Speaking with reporters Wednesday ahead of the Palmetto Championship at Congaree, Koepka’s first start since finishing tied for second at last month's PGA Championship, the four-time major winner was asked a number of questions about golf’s most high-profile kerfuffle.

“I think it's good for the game. I really do,” Koepka said. “The fact that golf's on pretty much every news outlet for about two weeks pretty consistently, I think that's a good thing. It's growing the game. You know, the younger generation … I get the traditionalists who don't agree with it. I understand that. But I think to grow the game you've got to reach out to the younger generation, and I think that's what—I don't want to say that's what this is, but it's reaching out to a whole bunch of people. It's getting golf in front of people. I think it's good for the game.”

The latest round of back-and-forth between two of the game’s biggest stars began the week after the PGA, when a video surfaced on social media showing Koepka rolling his eyes as DeChambeau walked behind him during an interview with Golf Channel’s Todd Lewis. After losing his train of thought, Koepka cuts his answer off to bemoan “that bulls---.” DeChambeau responded by tweeting that he’s “living rent-free” in Koepka’s head.

“As far as what [the video] was, he didn't say anything to me. He wasn't speaking to me. He was, I guess, either signing his scorecard or wherever he was, and I was just to the right of the media tent, or I guess right in front of the microphones where you guys all were, and I don't want to say he was like screaming—he was saying something about how he hit a perfect shot and it shouldn't have been there, and it was just very, very loud.

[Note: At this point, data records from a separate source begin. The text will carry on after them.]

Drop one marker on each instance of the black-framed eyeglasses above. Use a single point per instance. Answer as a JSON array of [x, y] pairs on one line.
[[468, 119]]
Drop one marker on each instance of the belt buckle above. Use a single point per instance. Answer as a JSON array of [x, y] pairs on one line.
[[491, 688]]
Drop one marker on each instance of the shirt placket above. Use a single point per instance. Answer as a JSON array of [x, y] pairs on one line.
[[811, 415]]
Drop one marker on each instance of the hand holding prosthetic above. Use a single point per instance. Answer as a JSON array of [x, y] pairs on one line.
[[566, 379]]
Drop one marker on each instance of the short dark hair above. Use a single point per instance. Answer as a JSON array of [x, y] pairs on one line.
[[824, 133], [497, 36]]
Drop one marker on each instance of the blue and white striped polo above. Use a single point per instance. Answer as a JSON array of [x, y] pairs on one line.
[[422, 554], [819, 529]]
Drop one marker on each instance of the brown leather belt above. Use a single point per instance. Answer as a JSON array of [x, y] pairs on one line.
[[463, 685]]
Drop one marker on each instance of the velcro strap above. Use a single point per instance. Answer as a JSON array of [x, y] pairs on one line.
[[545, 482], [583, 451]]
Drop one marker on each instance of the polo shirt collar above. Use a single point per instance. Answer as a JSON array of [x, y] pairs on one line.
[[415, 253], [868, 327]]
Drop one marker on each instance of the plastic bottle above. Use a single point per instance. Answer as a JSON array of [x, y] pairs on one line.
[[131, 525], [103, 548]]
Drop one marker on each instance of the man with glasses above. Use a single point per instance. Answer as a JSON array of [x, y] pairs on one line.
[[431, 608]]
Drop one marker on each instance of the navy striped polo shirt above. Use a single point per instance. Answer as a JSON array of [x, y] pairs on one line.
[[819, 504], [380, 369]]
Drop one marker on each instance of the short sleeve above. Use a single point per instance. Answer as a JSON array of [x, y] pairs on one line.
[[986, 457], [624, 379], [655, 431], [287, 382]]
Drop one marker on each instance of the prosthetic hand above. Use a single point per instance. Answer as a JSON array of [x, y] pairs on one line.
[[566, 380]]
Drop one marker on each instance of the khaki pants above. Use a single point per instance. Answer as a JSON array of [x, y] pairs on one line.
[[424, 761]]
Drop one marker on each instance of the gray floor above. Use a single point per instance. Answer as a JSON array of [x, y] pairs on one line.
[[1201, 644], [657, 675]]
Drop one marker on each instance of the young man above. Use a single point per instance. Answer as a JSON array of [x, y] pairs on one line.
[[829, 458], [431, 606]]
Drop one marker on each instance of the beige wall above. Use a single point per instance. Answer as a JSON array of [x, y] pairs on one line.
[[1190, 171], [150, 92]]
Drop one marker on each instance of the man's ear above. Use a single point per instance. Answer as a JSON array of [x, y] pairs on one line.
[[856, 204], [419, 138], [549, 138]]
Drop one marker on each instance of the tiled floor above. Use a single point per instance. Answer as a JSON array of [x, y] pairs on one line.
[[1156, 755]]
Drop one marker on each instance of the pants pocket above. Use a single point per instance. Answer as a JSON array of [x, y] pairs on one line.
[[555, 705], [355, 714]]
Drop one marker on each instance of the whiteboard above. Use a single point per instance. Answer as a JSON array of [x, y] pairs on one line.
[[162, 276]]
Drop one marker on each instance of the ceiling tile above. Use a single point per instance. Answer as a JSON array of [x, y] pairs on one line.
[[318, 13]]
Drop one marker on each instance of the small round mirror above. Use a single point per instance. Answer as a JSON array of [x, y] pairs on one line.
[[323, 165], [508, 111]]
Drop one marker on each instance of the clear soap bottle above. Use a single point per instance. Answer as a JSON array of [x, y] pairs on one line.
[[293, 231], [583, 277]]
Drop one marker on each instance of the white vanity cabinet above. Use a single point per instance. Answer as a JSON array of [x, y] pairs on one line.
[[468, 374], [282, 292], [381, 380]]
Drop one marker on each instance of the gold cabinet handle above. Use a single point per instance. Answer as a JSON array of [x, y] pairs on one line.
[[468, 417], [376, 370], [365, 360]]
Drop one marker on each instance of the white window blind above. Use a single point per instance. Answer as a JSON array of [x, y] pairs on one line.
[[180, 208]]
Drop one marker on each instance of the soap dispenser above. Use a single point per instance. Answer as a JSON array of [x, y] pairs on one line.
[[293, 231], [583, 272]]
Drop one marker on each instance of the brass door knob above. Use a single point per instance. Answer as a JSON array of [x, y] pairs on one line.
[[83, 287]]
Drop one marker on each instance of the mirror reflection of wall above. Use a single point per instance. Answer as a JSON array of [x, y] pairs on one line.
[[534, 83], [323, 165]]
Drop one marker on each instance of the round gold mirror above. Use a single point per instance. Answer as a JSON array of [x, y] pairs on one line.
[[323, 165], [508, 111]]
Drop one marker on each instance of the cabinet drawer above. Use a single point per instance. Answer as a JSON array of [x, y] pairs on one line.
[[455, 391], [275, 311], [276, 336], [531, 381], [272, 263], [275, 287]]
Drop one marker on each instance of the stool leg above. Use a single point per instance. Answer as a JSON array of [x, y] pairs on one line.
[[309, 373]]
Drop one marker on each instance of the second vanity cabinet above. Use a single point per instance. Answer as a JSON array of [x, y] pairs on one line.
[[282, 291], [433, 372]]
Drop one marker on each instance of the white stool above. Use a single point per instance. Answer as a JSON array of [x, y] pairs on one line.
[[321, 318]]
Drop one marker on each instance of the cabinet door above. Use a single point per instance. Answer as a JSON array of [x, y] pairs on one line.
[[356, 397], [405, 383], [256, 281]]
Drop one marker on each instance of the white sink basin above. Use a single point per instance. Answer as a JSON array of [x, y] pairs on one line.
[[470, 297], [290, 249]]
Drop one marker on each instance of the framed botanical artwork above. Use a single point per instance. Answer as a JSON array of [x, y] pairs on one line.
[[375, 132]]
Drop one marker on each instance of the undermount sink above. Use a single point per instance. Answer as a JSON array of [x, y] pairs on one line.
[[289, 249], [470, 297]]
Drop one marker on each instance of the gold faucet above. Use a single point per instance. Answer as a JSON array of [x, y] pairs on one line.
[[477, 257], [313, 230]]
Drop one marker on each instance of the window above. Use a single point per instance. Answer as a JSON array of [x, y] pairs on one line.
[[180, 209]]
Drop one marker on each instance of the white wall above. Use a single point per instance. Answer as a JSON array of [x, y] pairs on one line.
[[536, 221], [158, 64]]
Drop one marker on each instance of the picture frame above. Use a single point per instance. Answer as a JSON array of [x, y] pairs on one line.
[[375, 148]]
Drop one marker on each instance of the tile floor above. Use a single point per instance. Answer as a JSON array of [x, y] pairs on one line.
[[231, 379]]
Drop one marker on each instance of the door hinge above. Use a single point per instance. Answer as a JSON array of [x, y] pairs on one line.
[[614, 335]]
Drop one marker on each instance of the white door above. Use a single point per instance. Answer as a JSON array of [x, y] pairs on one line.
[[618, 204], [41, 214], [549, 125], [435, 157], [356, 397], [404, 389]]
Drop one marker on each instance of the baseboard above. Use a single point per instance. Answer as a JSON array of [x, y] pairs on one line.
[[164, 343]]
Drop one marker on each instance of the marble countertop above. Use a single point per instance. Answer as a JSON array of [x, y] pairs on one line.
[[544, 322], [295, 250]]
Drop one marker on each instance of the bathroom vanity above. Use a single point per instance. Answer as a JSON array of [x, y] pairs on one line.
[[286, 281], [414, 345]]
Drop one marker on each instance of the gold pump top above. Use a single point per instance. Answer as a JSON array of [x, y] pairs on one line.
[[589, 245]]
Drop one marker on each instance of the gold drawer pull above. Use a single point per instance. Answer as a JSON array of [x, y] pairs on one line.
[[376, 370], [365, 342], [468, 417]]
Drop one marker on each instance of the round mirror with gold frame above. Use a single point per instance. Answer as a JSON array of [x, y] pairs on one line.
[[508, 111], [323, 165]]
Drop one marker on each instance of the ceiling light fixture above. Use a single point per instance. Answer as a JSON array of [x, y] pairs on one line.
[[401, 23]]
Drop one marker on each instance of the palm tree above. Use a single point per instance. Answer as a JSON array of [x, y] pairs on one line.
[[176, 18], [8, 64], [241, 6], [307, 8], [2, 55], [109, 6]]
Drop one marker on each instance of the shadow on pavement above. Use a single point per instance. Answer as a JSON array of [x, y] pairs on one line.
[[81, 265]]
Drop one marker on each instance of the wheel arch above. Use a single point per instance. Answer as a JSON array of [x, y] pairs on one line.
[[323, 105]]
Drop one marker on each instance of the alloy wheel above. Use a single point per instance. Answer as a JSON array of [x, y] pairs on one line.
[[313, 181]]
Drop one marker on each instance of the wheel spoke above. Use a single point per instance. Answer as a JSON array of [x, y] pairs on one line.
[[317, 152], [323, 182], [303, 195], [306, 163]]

“I don't think the mics picked up on that, but it felt like just so that the fans could hear. With the media right there, you kind of know—hey, look, we're all kind of in this area, just tone it down, and it was just so loud. Then I think he realized that he had gotten right behind me, and he toned it down a little bit, but it was still—and I just lost train of thought, which I think was pretty obvious.”

The feud loomed large at last week’s Memorial Tournament despite Koepka not playing in the event. Fans at Muirfield Village constantly referred to DeChambeau as “Brooksy,” and on-site security officials reportedly removed some fans. In response, Koepka posted a video to social media offering free beer to anyone who had their day “cut short” at the golf course.

DeChambeau said he did not ask for anyone to be removed and called the call-outs "flattering," and has since tried to downplay the situation.

“I think that's something that the tour needs to handle. It's something I can't control,” DeChambeau said on Saturday of the Memorial. “I tried to take the high road numerous times, and I think that, from my perspective, I'll continue to keep doing so and people are going to do what they want to do."

The two major champions have something of a history. It dates back to 2019, when Koepka called out DeChambeau's pace of play. Then, during a Twitch live-stream last year, DeChambeau poked fun at Koepka's appearance in ESPN's Body Issue by saying the 31-year-old has "no abs." Koepka responded by posting a picture of his four major championship trophies, which he says leaves him "two short of a six pack."

Koepka suggested on Wednesday that his personal relationship with DeChambeau should not affect team chemistry at the upcoming Ryder Cup, where both players will almost certainly be among the American side.

“Let’s say I don't play with Bryson or Bryson doesn't play with me—he takes care of his match, and I would take care of my match, and I don't know how that has any effect. What you do off the golf course doesn't have any effect on the golf course.”